Incident Report for CustomerIO

Postmortem

Incident Summary

On Thursday, September 9th between 9:48 and 13:29 UTC our API endpoint hosted in EU (https://track-eu.customer.io)) experienced an elevated rate of failures. During that time period there was a rate of failure between 3% and 4% for all API calls. The affected calls were getting 502 HTTP errors.

The incident affected only our data collection API in EU. The rest of our services were unaffected.

Root Cause

This incident was caused by a bug in our service that stores and forwards API requests to our back-end infrastructure.
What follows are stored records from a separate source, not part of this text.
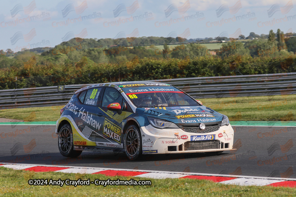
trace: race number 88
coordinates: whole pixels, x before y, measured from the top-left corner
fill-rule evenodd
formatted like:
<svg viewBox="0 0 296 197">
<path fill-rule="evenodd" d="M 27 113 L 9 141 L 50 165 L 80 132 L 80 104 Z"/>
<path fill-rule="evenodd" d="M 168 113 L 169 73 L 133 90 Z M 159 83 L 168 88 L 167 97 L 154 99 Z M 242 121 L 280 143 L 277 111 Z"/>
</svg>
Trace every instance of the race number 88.
<svg viewBox="0 0 296 197">
<path fill-rule="evenodd" d="M 93 92 L 91 92 L 91 97 L 90 97 L 89 98 L 92 99 L 94 99 L 94 97 L 96 96 L 96 92 L 97 92 L 97 89 L 94 89 L 93 90 Z"/>
<path fill-rule="evenodd" d="M 131 98 L 137 98 L 138 97 L 136 95 L 128 95 Z"/>
</svg>

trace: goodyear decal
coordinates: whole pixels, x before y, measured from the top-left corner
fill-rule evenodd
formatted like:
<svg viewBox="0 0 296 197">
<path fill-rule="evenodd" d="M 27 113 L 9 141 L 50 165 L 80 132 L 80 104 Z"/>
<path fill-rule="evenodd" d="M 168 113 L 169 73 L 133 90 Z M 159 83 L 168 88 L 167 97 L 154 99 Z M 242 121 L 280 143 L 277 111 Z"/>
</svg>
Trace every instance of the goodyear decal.
<svg viewBox="0 0 296 197">
<path fill-rule="evenodd" d="M 106 112 L 100 108 L 99 108 L 104 112 L 105 113 L 107 114 L 108 116 L 112 118 L 118 123 L 120 123 L 122 122 L 123 120 L 133 113 L 132 112 L 123 111 L 121 114 L 118 113 L 116 115 L 114 115 L 114 112 L 112 111 L 108 110 L 107 111 L 107 112 Z"/>
<path fill-rule="evenodd" d="M 165 107 L 163 107 L 159 108 L 156 108 L 156 109 L 164 109 L 165 110 L 166 110 L 166 108 L 165 108 Z"/>
<path fill-rule="evenodd" d="M 215 139 L 215 135 L 204 135 L 202 136 L 190 136 L 190 141 L 200 141 L 201 140 L 213 140 Z"/>
<path fill-rule="evenodd" d="M 121 128 L 106 118 L 104 121 L 103 133 L 120 144 L 121 144 Z"/>
<path fill-rule="evenodd" d="M 215 117 L 212 114 L 186 114 L 186 115 L 179 115 L 176 116 L 176 118 L 178 119 L 180 118 L 196 118 L 197 117 Z"/>
</svg>

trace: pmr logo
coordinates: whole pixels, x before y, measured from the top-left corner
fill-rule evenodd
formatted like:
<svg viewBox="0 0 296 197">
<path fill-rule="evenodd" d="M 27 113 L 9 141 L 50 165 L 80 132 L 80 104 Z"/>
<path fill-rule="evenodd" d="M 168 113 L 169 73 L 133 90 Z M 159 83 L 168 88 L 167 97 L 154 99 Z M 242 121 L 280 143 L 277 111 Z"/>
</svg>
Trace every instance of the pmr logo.
<svg viewBox="0 0 296 197">
<path fill-rule="evenodd" d="M 282 14 L 284 14 L 288 13 L 293 8 L 293 3 L 292 0 L 290 1 L 284 7 L 280 7 L 279 4 L 274 4 L 270 8 L 267 10 L 267 14 L 270 18 L 277 12 L 280 11 Z"/>
<path fill-rule="evenodd" d="M 65 8 L 62 10 L 62 14 L 64 18 L 67 16 L 71 12 L 75 11 L 76 14 L 79 14 L 83 12 L 88 7 L 87 2 L 86 1 L 82 2 L 78 7 L 74 7 L 74 4 L 70 4 L 66 5 Z"/>
<path fill-rule="evenodd" d="M 124 11 L 126 11 L 128 14 L 131 14 L 134 12 L 137 9 L 140 7 L 138 0 L 135 1 L 129 7 L 126 7 L 124 4 L 119 4 L 115 9 L 113 10 L 114 17 L 116 18 L 119 16 L 120 13 Z"/>
<path fill-rule="evenodd" d="M 67 42 L 75 38 L 76 38 L 76 41 L 79 42 L 83 40 L 87 35 L 87 30 L 86 28 L 83 29 L 78 34 L 74 34 L 74 32 L 73 31 L 68 32 L 64 37 L 62 38 L 62 42 Z"/>
<path fill-rule="evenodd" d="M 23 11 L 26 14 L 28 14 L 36 8 L 36 4 L 35 1 L 33 1 L 27 7 L 23 7 L 21 4 L 17 4 L 10 10 L 11 17 L 13 18 L 20 12 Z"/>
<path fill-rule="evenodd" d="M 179 14 L 184 14 L 190 7 L 190 3 L 189 1 L 185 2 L 184 4 L 180 7 L 177 7 L 175 4 L 171 4 L 165 10 L 165 17 L 168 17 L 174 12 L 178 12 Z"/>
<path fill-rule="evenodd" d="M 242 8 L 242 2 L 240 1 L 238 1 L 232 7 L 229 7 L 227 4 L 222 4 L 218 9 L 216 10 L 216 14 L 217 15 L 217 18 L 219 18 L 223 14 L 223 13 L 227 11 L 229 11 L 230 14 L 234 14 Z"/>
<path fill-rule="evenodd" d="M 281 152 L 284 153 L 288 152 L 290 149 L 293 146 L 293 142 L 292 139 L 290 139 L 284 145 L 280 145 L 278 142 L 274 143 L 270 146 L 267 149 L 267 153 L 268 156 L 271 156 L 275 151 L 278 150 L 280 150 Z"/>
<path fill-rule="evenodd" d="M 36 35 L 36 31 L 35 28 L 31 30 L 28 34 L 23 34 L 22 32 L 17 32 L 10 38 L 10 42 L 12 45 L 14 45 L 19 40 L 23 39 L 25 42 L 30 42 Z"/>
</svg>

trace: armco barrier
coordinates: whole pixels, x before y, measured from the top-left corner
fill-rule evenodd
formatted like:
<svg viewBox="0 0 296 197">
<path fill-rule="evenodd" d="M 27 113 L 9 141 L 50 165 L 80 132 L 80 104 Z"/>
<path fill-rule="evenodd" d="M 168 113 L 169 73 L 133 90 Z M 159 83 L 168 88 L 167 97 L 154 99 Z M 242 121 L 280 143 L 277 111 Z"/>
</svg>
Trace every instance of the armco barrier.
<svg viewBox="0 0 296 197">
<path fill-rule="evenodd" d="M 296 94 L 296 73 L 144 81 L 173 85 L 196 99 Z M 0 109 L 65 105 L 75 91 L 91 84 L 66 85 L 60 93 L 57 86 L 0 90 Z"/>
</svg>

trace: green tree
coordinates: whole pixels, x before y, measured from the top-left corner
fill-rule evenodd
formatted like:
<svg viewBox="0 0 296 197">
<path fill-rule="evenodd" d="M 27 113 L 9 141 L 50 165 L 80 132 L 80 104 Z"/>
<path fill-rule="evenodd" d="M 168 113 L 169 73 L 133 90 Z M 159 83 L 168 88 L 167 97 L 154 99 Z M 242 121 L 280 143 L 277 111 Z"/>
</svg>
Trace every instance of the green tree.
<svg viewBox="0 0 296 197">
<path fill-rule="evenodd" d="M 217 55 L 222 57 L 231 55 L 247 55 L 250 53 L 249 49 L 244 47 L 244 44 L 242 42 L 235 41 L 223 43 L 222 48 L 215 51 Z"/>
<path fill-rule="evenodd" d="M 167 58 L 169 57 L 170 53 L 170 47 L 168 46 L 166 43 L 165 43 L 163 45 L 163 58 Z"/>
<path fill-rule="evenodd" d="M 281 32 L 280 30 L 278 29 L 276 32 L 277 38 L 276 40 L 278 41 L 278 48 L 279 51 L 280 51 L 282 49 L 287 48 L 287 46 L 285 43 L 285 36 L 284 32 Z"/>
<path fill-rule="evenodd" d="M 268 40 L 272 42 L 275 40 L 275 35 L 274 31 L 271 30 L 269 31 L 269 34 L 268 35 Z"/>
</svg>

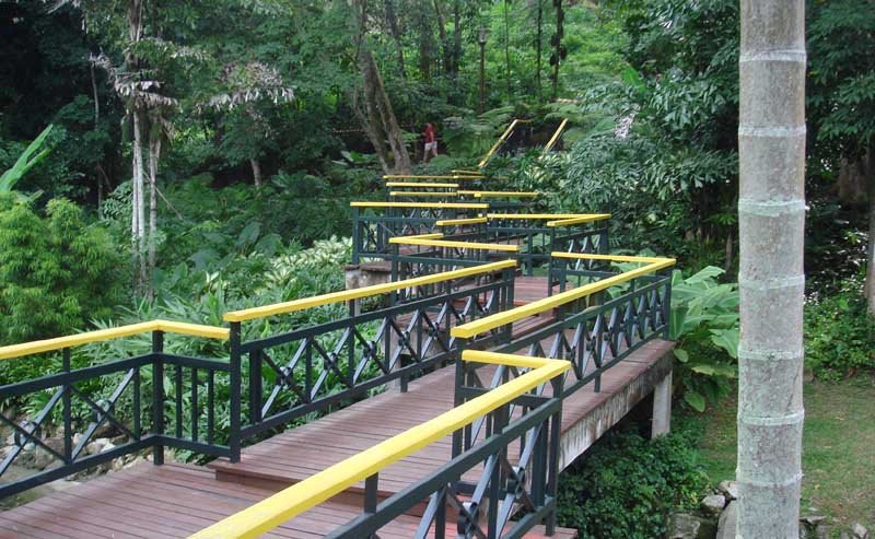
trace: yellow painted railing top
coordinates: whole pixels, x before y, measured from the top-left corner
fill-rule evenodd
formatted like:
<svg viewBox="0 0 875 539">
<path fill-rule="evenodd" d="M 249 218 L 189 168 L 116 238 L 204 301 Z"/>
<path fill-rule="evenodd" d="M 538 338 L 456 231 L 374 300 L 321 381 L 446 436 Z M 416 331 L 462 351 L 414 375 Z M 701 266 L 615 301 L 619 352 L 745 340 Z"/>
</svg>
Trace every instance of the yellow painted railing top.
<svg viewBox="0 0 875 539">
<path fill-rule="evenodd" d="M 406 279 L 404 281 L 395 281 L 383 284 L 374 284 L 372 286 L 363 286 L 361 289 L 345 290 L 341 292 L 331 292 L 329 294 L 316 295 L 313 297 L 304 297 L 291 302 L 276 303 L 273 305 L 264 305 L 261 307 L 247 308 L 243 310 L 233 310 L 225 313 L 225 321 L 245 321 L 254 320 L 256 318 L 265 318 L 268 316 L 281 315 L 285 313 L 294 313 L 296 310 L 304 310 L 307 308 L 318 307 L 320 305 L 329 305 L 332 303 L 349 302 L 360 297 L 369 297 L 381 294 L 388 294 L 398 290 L 423 286 L 425 284 L 433 284 L 438 282 L 448 281 L 451 279 L 462 279 L 465 277 L 477 276 L 480 273 L 488 273 L 491 271 L 502 270 L 505 268 L 515 268 L 515 260 L 502 260 L 499 262 L 485 263 L 482 266 L 475 266 L 472 268 L 465 268 L 453 271 L 444 271 L 442 273 L 434 273 L 433 276 L 417 277 L 415 279 Z"/>
<path fill-rule="evenodd" d="M 559 253 L 551 254 L 551 256 L 559 256 L 559 255 L 560 255 Z M 593 255 L 579 255 L 580 258 L 585 258 L 590 256 Z M 668 268 L 675 265 L 674 258 L 660 258 L 657 260 L 658 261 L 649 262 L 646 266 L 642 266 L 641 268 L 623 271 L 618 276 L 609 277 L 607 279 L 602 279 L 600 281 L 596 281 L 590 284 L 584 284 L 583 286 L 568 290 L 565 292 L 561 292 L 559 294 L 545 297 L 544 300 L 538 300 L 536 302 L 528 303 L 526 305 L 523 305 L 522 307 L 504 310 L 502 313 L 497 313 L 494 315 L 480 318 L 479 320 L 474 320 L 462 326 L 456 326 L 450 331 L 450 333 L 453 337 L 469 339 L 485 331 L 489 331 L 491 329 L 495 329 L 505 326 L 508 324 L 522 320 L 523 318 L 527 318 L 529 316 L 535 316 L 541 313 L 546 313 L 548 310 L 552 310 L 556 307 L 559 307 L 567 303 L 571 303 L 575 300 L 580 300 L 581 297 L 585 297 L 596 292 L 607 290 L 617 284 L 631 281 L 632 279 L 635 279 L 638 277 L 652 273 L 654 271 L 658 271 L 663 268 Z"/>
<path fill-rule="evenodd" d="M 487 213 L 489 219 L 514 219 L 528 221 L 562 221 L 583 220 L 581 222 L 603 221 L 610 219 L 610 213 Z M 549 223 L 548 223 L 549 224 Z"/>
<path fill-rule="evenodd" d="M 535 191 L 457 191 L 459 195 L 469 195 L 474 198 L 534 198 L 540 196 Z"/>
<path fill-rule="evenodd" d="M 442 219 L 440 221 L 435 221 L 434 224 L 436 224 L 438 226 L 455 226 L 457 224 L 480 224 L 487 222 L 489 222 L 487 218 L 466 218 L 466 219 Z"/>
<path fill-rule="evenodd" d="M 51 352 L 65 348 L 80 347 L 90 342 L 103 342 L 122 337 L 130 337 L 139 333 L 152 331 L 164 331 L 166 333 L 187 335 L 191 337 L 203 337 L 207 339 L 228 340 L 228 328 L 215 326 L 201 326 L 198 324 L 186 324 L 182 321 L 151 320 L 117 328 L 98 329 L 84 333 L 57 337 L 55 339 L 44 339 L 39 341 L 24 342 L 9 347 L 0 347 L 0 360 L 23 358 L 25 355 Z"/>
<path fill-rule="evenodd" d="M 383 179 L 480 179 L 483 175 L 474 174 L 386 174 Z"/>
<path fill-rule="evenodd" d="M 565 130 L 565 126 L 567 126 L 567 125 L 568 125 L 568 118 L 564 118 L 564 119 L 562 120 L 562 122 L 561 122 L 561 124 L 559 124 L 559 127 L 558 127 L 558 128 L 556 129 L 556 131 L 553 132 L 553 136 L 552 136 L 552 137 L 550 137 L 550 141 L 549 141 L 549 142 L 547 142 L 547 145 L 546 145 L 546 147 L 544 147 L 544 151 L 541 152 L 541 155 L 546 155 L 546 154 L 550 153 L 550 150 L 552 150 L 552 149 L 553 149 L 553 145 L 555 145 L 555 144 L 557 143 L 557 141 L 559 140 L 559 137 L 561 137 L 561 136 L 562 136 L 562 131 L 564 131 L 564 130 Z"/>
<path fill-rule="evenodd" d="M 487 203 L 478 202 L 350 202 L 351 208 L 422 208 L 424 210 L 486 210 Z"/>
<path fill-rule="evenodd" d="M 661 263 L 666 260 L 674 260 L 674 258 L 665 257 L 639 257 L 629 255 L 595 255 L 588 253 L 564 253 L 552 251 L 550 256 L 553 258 L 570 258 L 574 260 L 609 260 L 611 262 L 639 262 L 639 263 Z"/>
<path fill-rule="evenodd" d="M 443 234 L 440 234 L 443 237 Z M 459 249 L 475 250 L 500 250 L 504 253 L 520 251 L 518 245 L 508 244 L 482 244 L 478 242 L 456 242 L 454 239 L 441 239 L 434 234 L 421 234 L 418 236 L 395 236 L 389 239 L 390 244 L 397 245 L 421 245 L 423 247 L 456 247 Z"/>
<path fill-rule="evenodd" d="M 483 155 L 483 159 L 481 159 L 480 162 L 477 163 L 477 168 L 482 168 L 486 166 L 487 163 L 489 163 L 489 160 L 491 160 L 492 155 L 498 151 L 499 148 L 501 148 L 501 144 L 503 144 L 508 140 L 508 137 L 511 136 L 513 129 L 516 127 L 517 124 L 526 124 L 527 121 L 528 120 L 521 120 L 518 118 L 515 118 L 513 121 L 511 121 L 511 125 L 508 126 L 508 129 L 505 129 L 503 133 L 501 133 L 499 140 L 497 140 L 495 143 L 492 144 L 492 148 L 490 148 L 489 151 L 486 153 L 486 155 Z"/>
<path fill-rule="evenodd" d="M 574 224 L 584 224 L 584 223 L 592 223 L 594 221 L 604 221 L 605 219 L 610 219 L 610 213 L 596 213 L 593 215 L 582 215 L 579 218 L 547 221 L 547 226 L 571 226 Z"/>
<path fill-rule="evenodd" d="M 443 192 L 434 192 L 434 191 L 389 191 L 389 197 L 444 197 L 444 198 L 452 198 L 458 197 L 458 192 L 456 191 L 443 191 Z"/>
<path fill-rule="evenodd" d="M 465 350 L 464 361 L 489 363 L 489 352 Z M 410 456 L 511 402 L 521 395 L 562 375 L 571 363 L 546 358 L 522 358 L 534 370 L 476 397 L 448 412 L 393 436 L 349 457 L 307 479 L 289 487 L 240 513 L 220 520 L 190 536 L 191 539 L 248 539 L 260 537 L 291 518 L 343 492 L 351 485 L 380 472 L 387 466 Z M 521 360 L 521 361 L 522 361 Z"/>
<path fill-rule="evenodd" d="M 416 188 L 435 188 L 435 189 L 455 189 L 458 184 L 442 184 L 440 181 L 386 181 L 386 187 L 416 187 Z"/>
</svg>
An account migration from our US data-centre to our EU data-centre triggered a bug that generated zero sized API requests to our EU API endpoint. These requests were causing our services to crash and restart with the result of failing to handle incoming requests during the restart. These failures were sporadic and irregular in frequency

Resolution and Recovery

The team was notified about the issue at September 9th 09:54 UTC and started investigating. The cause of the issue was determined at 12:40 UTC and a fix was deployed at 13:29 UTC to gracefully handle zero sized requests resolving the issue. The team continued its investigation to determine the source of these requests. There were additional fixes developed and deployed to prevent similar issues from affecting our services. The duration of this incident, 3.5 hours until resolution, was outside our target SLO, and we are working on improving this.

Posted Sep 17, 2021 - 18:37 UTC

Resolved

This incident has been resolved.

Posted Sep 09, 2021 - 14:42 UTC

Monitoring

A fix is applied and we are monitoring the service. Failures have stopped.

Posted Sep 09, 2021 - 13:32 UTC

Identified

The cause of these failures is identified and we are working on a fix

Posted Sep 09, 2021 - 12:45 UTC

Investigating

We are currently investigating this issue.

Posted Sep 09, 2021 - 12:21 UTC

This incident affected: Data Collection.